Hello! I'm ingesting two "Account" tables from 2 different countries from 2 different Salesforce instances. I'm joining them together on an ID key.
A number of columns are supposed to match their records because Salesforce is supposed to synchronise them on their system.
I have built a data flow that filters the joined account table on the columns that do not equal each other (i.e. column1 != column2 OR column3 != column4 OR etc.).
Now, I am currently writing the results into a sink "tracking file" , but I would like this data flow to run daily. At the moment it will overwrite this data file each time and it's possible the previous days' mismatch has been fixed already. I however want to track how often this data quality issue arises.

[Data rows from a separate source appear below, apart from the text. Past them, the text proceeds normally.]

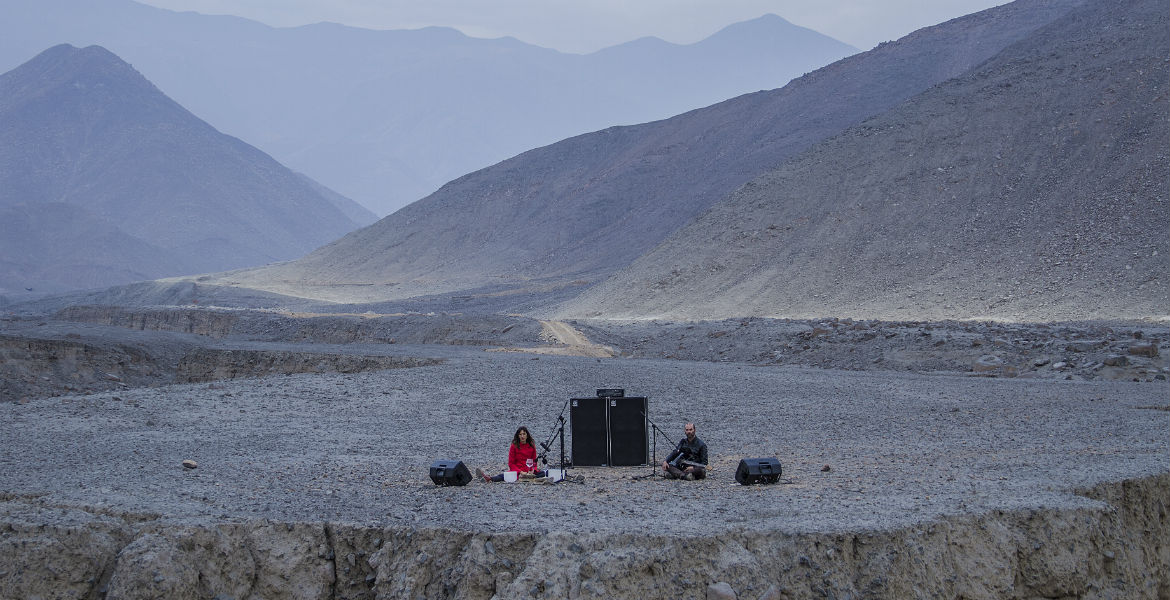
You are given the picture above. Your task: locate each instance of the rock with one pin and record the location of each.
(721, 591)
(988, 363)
(1116, 360)
(1144, 350)
(773, 593)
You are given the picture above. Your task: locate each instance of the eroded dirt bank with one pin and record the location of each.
(1116, 545)
(315, 485)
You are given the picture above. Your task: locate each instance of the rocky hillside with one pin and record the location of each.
(1032, 187)
(105, 180)
(577, 211)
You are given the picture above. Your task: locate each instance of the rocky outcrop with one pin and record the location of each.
(211, 323)
(214, 364)
(448, 329)
(1116, 544)
(32, 367)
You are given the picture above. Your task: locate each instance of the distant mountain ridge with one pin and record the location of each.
(576, 212)
(387, 117)
(1032, 188)
(105, 180)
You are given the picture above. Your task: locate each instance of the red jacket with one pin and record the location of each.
(518, 457)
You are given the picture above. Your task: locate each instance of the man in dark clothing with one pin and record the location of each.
(688, 461)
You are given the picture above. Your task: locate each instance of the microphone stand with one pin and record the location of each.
(656, 432)
(559, 430)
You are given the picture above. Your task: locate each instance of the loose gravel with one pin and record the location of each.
(900, 448)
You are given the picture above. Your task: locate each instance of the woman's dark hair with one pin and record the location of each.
(516, 436)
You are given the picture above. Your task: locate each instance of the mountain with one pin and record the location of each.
(1031, 188)
(387, 117)
(105, 180)
(575, 212)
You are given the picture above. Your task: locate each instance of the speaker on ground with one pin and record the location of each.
(757, 470)
(627, 432)
(449, 473)
(590, 434)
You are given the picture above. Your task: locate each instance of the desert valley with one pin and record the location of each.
(929, 278)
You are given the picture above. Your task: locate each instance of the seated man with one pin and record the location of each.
(688, 461)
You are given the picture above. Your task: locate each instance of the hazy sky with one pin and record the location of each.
(582, 26)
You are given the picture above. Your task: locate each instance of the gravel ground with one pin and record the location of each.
(355, 448)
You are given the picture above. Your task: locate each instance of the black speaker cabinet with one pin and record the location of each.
(449, 473)
(627, 432)
(591, 441)
(608, 430)
(757, 470)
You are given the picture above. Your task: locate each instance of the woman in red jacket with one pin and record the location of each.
(521, 456)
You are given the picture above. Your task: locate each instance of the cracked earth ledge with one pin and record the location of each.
(1114, 544)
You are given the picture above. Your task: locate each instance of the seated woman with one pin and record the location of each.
(521, 457)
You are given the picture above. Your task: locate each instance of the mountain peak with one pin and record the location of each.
(68, 70)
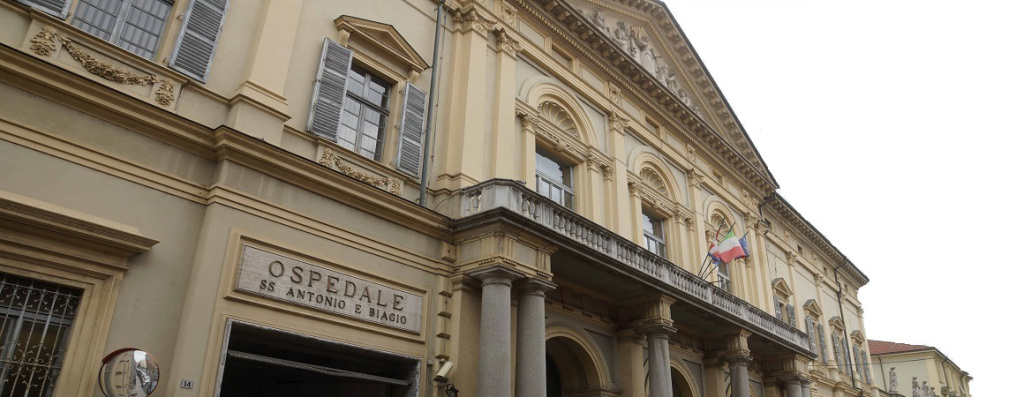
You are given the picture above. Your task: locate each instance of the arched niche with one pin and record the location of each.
(577, 361)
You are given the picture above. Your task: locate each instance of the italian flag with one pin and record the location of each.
(728, 250)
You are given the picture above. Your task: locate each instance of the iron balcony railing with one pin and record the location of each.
(515, 196)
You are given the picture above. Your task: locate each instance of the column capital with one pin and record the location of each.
(655, 327)
(532, 285)
(497, 274)
(738, 357)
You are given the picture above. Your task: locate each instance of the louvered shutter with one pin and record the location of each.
(837, 350)
(196, 45)
(810, 335)
(856, 360)
(821, 341)
(56, 8)
(846, 357)
(329, 92)
(411, 144)
(866, 365)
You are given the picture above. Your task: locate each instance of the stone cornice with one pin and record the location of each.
(68, 225)
(790, 215)
(597, 48)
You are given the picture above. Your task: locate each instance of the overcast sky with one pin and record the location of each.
(893, 127)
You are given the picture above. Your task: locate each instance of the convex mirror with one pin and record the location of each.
(128, 372)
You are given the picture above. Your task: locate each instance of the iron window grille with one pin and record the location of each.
(365, 115)
(35, 320)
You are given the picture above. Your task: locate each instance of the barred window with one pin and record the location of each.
(35, 320)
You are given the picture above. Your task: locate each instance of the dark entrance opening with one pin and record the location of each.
(264, 362)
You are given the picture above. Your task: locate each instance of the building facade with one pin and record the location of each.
(235, 188)
(916, 370)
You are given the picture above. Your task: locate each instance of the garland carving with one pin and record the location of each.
(331, 159)
(45, 42)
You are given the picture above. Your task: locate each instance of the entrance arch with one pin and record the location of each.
(571, 367)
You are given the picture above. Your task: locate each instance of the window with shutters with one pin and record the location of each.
(133, 25)
(139, 27)
(365, 114)
(784, 310)
(554, 178)
(35, 321)
(653, 233)
(357, 100)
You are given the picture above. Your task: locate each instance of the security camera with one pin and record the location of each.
(441, 376)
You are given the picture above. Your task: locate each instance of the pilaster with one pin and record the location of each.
(259, 106)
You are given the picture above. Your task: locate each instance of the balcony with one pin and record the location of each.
(503, 193)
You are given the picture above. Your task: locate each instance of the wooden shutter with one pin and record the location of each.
(810, 335)
(866, 365)
(329, 92)
(56, 8)
(837, 350)
(846, 357)
(411, 144)
(143, 23)
(194, 51)
(821, 341)
(856, 360)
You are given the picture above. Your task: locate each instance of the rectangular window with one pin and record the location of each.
(35, 320)
(364, 117)
(653, 234)
(554, 179)
(132, 25)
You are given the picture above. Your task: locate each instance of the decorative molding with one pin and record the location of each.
(509, 14)
(44, 43)
(559, 118)
(506, 43)
(333, 160)
(469, 19)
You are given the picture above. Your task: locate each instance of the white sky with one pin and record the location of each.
(891, 126)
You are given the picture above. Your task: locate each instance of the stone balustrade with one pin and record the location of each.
(515, 196)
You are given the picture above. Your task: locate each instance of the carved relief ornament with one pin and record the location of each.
(471, 19)
(45, 41)
(333, 160)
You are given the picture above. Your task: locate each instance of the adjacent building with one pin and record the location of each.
(235, 187)
(916, 370)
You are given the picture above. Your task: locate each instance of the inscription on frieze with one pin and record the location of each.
(283, 278)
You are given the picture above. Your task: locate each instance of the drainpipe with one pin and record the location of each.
(430, 105)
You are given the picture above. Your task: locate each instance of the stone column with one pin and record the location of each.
(738, 375)
(495, 365)
(805, 386)
(793, 387)
(657, 357)
(530, 365)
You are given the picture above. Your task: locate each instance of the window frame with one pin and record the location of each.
(650, 236)
(566, 185)
(369, 75)
(121, 19)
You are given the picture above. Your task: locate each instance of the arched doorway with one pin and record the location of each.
(570, 369)
(680, 386)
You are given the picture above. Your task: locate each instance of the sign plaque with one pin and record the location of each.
(275, 276)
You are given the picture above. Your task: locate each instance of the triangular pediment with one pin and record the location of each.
(646, 31)
(384, 37)
(781, 288)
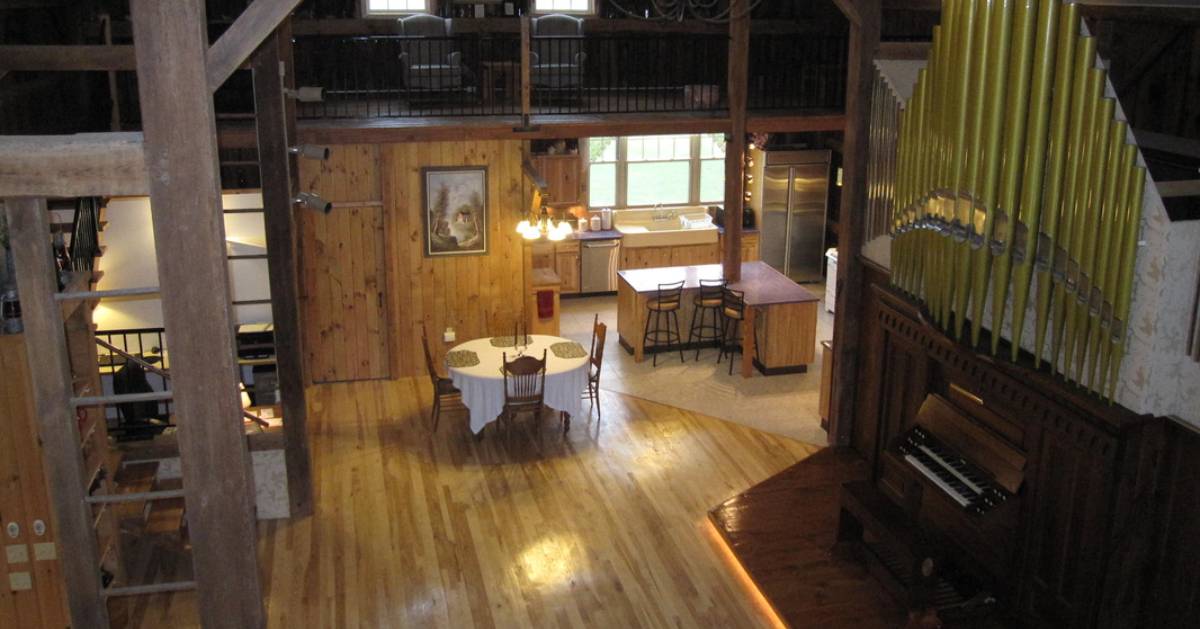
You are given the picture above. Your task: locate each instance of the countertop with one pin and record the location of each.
(762, 285)
(604, 234)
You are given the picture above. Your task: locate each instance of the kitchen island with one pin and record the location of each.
(783, 313)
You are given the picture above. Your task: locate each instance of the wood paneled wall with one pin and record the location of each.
(477, 295)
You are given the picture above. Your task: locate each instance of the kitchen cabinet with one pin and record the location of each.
(562, 175)
(676, 256)
(567, 264)
(749, 246)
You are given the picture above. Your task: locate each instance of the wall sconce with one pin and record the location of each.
(306, 95)
(310, 151)
(313, 202)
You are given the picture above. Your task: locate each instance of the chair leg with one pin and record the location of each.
(675, 317)
(733, 342)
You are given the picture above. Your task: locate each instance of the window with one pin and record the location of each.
(564, 6)
(393, 7)
(641, 171)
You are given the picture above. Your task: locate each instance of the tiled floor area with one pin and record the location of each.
(783, 405)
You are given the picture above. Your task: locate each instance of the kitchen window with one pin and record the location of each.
(395, 7)
(579, 7)
(642, 171)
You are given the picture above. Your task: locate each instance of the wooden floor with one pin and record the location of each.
(605, 527)
(783, 532)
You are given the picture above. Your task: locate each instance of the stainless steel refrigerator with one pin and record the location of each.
(792, 213)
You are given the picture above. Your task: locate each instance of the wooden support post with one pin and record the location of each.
(864, 40)
(736, 145)
(49, 369)
(244, 36)
(185, 198)
(276, 130)
(526, 60)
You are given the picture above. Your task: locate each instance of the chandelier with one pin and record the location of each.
(715, 11)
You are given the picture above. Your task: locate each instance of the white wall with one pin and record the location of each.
(130, 262)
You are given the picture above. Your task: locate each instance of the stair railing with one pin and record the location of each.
(138, 360)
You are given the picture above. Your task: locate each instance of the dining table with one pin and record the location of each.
(477, 366)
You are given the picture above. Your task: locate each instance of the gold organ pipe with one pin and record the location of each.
(1077, 309)
(973, 94)
(1078, 196)
(1014, 151)
(1110, 268)
(1000, 34)
(1131, 233)
(1071, 79)
(1090, 294)
(1030, 215)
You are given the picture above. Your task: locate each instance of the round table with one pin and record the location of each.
(483, 384)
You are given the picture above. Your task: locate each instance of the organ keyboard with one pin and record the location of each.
(960, 479)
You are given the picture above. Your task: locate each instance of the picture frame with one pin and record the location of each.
(454, 205)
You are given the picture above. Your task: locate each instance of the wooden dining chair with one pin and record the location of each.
(444, 391)
(595, 361)
(525, 387)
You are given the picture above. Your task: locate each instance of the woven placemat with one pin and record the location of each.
(508, 341)
(568, 349)
(462, 358)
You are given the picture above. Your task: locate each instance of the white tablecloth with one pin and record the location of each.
(483, 385)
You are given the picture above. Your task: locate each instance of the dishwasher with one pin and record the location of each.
(598, 265)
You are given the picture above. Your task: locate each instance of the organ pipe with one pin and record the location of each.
(1007, 163)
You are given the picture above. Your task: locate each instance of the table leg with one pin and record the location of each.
(748, 339)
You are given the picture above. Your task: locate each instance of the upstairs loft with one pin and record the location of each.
(425, 75)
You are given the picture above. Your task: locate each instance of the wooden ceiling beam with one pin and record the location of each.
(245, 35)
(66, 58)
(72, 166)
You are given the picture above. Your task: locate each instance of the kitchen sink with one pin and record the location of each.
(664, 228)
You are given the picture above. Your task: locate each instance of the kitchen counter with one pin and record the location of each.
(783, 313)
(604, 234)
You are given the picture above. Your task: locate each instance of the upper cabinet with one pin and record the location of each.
(562, 174)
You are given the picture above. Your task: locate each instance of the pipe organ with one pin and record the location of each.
(1011, 165)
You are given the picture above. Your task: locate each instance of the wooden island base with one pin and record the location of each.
(783, 313)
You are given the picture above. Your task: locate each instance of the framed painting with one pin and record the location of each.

My question therefore: How do I append new rows to my tracking file when there is a new record with a mismatch and keep the previous cases there was a mismatch (even if it isn't an issue anymore)?
I'm thinking parameterise the writing to sink to a new file each time it runs, build another data flow that creates a union of an existing tracking file and each new days' file, write to existing tracking file to update.
Is there a better way? Perhaps the filter on "not equal" columns in records is not the right way? Another thought was to use a Lookup function, but the overwriting in sink function persists.
Thanks in advance!
P.S. Using ADF2, Salesforce linked service, and Data Lake Storage Gen2.